US Will Continue to Back Kurdish Group Opposed by Turkey: Votel
The U.S. will continue to support Kurdish Syrian militia that Turkey has pledged to wipe out in its offensive into Syria, Army Gen. Joseph Votel said Tuesday.
"They have lived up to their commitment to us" to move east of the Euphrates River to meet one of Ankara's demands, said Votel, head of U.S. Central Command and the top U.S. commander in the Mideast, referring to the Kurdish People's Protection Units, or YPG.
The YPG is the military wing of the Democratic Union Party, or PYD, which Turkey calls a terrorist organization. It's also considered to be by far the most effective rebel group operating in Syria against the Islamic State in Iraq and Syria, or ISIS.
Turkey appeared to dispute Votel's statement that the YPG had moved east of the Syrian border town of Jarablus, which Turkish tanks and mechanized infantry took against little resistance in its Aug. 24 offensive into Syria.
Turkish Foreign Ministry spokesman Tanju Bilgic said U.S. Ambassador John Bass was summoned to the ministry to hear Turkey's demands that the YPG pull back east of the Euphrates immediately. Bilgic pointedly said it was "unacceptable" the YPG had failed to live up to U.S. assurances on the withdrawal. The U.S. earlier had said Turkey's actions after taking Jarablus were "unacceptable."
The position of NATO ally Turkey was possibly hardening as its casualties mounted in what Ankara is calling Operation Euphrates Shield. A Turkish sergeant was killed and three other soldiers were wounded Sunday in an anti-tank missile attack on a Turkish tank south of Jarablus.
Three more Turkish soldiers reportedly were wounded Tuesday.
The U.S. initially provided close-air support to the Turkish advance, but it was withdrawn after two days as elements of the Free Syrian Army, another opposition group backed by the U.S. as well as Turkey, reportedly moved south of Jarablus to take several villages.
"We did support them," Votel said of the Turkish forces crossing into Syria, but "we had to withdraw support for that" when it became clear to the U.S. that the Turkish offensive had aims beyond clearing fighters of the Islamic State of Iraq and Syria from the border.
Thus far, the Turkish offensive has posed no threat to the estimated 300 U.S. Special Forces troops in Syria training and advising rebel groups, including the YPG, Votel said.
"They know very well where we are," Votel said, but "we may remind them" occasionally.
Despite the frictions with the Turkish government, there also has been no effect as yet on flight operations in the anti-ISIS campaign out of the U.S. air base at Incirlik, he said, adding "I don't see any degradation to the support we're getting" from Turkey at Incirlik.
Votel spoke at a Pentagon news conference at which he sought to walk a fine line between backing a rebel group that has been vital to the anti-ISIS campaign in Syria and antagonizing a NATO ally still shaken by the failed July 15 coup mounted by elements of the military opposed to President Recep Tayyip Erdogan.
Late last month, Erdogan attacked Votel personally, suggesting that he may have sympathized with the coup plotters after Votel voiced concerns about military-to-military relations in the aftermath of the coup attempt in which an estimated 300 were killed and the Turkish parliament was bombed.
Erdogan went on a tirade against Votel: "Who are you?
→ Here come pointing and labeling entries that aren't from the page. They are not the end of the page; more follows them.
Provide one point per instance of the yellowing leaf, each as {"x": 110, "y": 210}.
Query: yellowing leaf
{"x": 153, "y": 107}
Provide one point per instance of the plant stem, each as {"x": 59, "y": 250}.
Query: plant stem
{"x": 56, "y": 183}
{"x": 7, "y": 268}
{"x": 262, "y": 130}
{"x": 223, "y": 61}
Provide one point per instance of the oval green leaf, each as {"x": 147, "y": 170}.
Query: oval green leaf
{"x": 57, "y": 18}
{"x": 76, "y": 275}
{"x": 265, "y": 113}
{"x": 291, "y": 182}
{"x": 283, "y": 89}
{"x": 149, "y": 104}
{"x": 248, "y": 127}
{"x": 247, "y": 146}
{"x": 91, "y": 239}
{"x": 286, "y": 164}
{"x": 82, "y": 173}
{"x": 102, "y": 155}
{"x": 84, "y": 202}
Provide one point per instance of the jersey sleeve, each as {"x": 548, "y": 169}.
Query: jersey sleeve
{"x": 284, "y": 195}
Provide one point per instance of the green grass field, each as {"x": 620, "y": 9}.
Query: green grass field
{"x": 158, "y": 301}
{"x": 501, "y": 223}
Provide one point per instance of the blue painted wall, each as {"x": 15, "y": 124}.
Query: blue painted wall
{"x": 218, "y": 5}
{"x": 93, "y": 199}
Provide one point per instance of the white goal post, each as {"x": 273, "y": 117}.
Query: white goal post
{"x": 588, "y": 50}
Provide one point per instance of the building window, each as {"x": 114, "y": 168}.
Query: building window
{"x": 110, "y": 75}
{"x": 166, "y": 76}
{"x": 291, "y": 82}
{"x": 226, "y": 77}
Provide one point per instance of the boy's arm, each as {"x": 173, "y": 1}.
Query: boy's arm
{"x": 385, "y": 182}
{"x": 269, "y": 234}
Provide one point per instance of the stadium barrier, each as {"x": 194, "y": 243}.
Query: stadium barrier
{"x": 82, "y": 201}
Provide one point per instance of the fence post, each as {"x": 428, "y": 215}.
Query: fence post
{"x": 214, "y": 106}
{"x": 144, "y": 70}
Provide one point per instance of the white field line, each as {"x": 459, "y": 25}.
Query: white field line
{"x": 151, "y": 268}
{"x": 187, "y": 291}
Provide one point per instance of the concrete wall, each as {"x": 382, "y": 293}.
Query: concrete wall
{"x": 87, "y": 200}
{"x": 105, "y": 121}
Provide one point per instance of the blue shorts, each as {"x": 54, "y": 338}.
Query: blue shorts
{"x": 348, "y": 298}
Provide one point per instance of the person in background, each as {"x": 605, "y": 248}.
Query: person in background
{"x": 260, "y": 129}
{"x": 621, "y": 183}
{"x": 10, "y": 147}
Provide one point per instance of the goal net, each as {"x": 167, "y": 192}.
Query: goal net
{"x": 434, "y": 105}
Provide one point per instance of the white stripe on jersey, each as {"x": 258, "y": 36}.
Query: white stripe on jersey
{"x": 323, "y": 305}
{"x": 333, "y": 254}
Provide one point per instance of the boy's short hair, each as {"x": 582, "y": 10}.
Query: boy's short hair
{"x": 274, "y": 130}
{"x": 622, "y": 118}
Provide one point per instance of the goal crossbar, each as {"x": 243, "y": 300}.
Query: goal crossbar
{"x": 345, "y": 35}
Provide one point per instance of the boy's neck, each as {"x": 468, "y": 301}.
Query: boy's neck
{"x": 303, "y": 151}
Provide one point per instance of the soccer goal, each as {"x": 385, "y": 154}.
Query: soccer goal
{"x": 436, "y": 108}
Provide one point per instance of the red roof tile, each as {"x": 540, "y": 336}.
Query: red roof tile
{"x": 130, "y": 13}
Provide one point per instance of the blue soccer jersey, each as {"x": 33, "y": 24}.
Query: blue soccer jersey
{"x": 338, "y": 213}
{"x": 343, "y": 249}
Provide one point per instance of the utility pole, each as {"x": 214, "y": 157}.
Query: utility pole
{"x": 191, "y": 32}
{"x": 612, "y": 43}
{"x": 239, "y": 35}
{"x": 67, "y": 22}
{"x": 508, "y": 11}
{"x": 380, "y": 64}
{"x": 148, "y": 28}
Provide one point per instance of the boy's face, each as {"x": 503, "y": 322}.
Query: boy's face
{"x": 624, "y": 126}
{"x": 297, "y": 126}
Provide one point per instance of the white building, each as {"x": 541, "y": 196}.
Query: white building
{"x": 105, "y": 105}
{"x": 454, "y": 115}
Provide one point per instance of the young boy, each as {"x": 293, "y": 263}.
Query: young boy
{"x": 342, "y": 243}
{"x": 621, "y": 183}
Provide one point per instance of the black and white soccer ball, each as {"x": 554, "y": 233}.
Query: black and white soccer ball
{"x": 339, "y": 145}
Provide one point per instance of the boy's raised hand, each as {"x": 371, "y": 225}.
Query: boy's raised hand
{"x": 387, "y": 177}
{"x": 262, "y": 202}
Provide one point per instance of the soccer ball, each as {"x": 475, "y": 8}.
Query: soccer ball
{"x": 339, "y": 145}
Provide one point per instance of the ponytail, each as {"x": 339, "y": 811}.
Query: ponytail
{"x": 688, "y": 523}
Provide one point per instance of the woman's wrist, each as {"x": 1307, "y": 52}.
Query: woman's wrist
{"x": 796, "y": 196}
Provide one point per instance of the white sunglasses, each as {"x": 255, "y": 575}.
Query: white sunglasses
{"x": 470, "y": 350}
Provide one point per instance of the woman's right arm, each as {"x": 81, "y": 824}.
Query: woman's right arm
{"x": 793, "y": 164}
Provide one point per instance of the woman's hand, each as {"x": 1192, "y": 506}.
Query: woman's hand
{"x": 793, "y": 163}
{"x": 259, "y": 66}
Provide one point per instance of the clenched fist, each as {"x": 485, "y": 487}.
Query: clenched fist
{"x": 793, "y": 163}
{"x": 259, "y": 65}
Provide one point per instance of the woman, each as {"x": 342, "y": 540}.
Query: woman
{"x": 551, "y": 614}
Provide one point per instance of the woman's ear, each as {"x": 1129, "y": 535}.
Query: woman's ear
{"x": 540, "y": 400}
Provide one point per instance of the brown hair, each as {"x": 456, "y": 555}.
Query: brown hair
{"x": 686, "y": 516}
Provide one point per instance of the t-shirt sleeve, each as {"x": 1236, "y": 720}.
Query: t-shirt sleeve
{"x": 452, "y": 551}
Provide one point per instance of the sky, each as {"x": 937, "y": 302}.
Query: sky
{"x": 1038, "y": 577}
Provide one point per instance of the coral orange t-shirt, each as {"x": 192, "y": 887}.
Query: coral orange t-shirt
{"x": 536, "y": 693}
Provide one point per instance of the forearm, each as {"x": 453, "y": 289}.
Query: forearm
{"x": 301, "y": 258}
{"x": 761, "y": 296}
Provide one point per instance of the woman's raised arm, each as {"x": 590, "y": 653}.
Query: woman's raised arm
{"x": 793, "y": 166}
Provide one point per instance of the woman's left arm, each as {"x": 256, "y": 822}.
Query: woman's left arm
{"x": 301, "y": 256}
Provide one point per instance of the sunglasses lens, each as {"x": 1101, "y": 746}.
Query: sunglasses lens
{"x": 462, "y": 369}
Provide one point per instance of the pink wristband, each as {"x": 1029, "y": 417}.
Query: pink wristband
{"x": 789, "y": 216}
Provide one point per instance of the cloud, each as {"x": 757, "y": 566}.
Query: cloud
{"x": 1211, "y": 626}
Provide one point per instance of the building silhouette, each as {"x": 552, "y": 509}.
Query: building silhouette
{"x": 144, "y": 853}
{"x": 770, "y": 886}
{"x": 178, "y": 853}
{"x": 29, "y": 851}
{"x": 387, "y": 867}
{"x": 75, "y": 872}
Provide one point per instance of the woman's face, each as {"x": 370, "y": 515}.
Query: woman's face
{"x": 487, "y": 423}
Know your place! You are taking the side of coup plotters instead of thanking this state for defeating the coup attempt."
Votel issued a statement through CentCom denying involvement: "Any reporting that I had anything to do with the recent unsuccessful coup attempt in Turkey is unfortunate and completely inaccurate."
"Turkey has been an extraordinary and vital partner in the region for many years. We appreciate Turkey's continuing cooperation and look forward to our future partnership in the counter-ISIL fight," Votel said, using another acronym for ISIL.
Votel made similar statements at the news conference Tuesday. He said that the U.S. was supporting the Turkish move against Jarablus -- so long as it stayed focus on ISIS.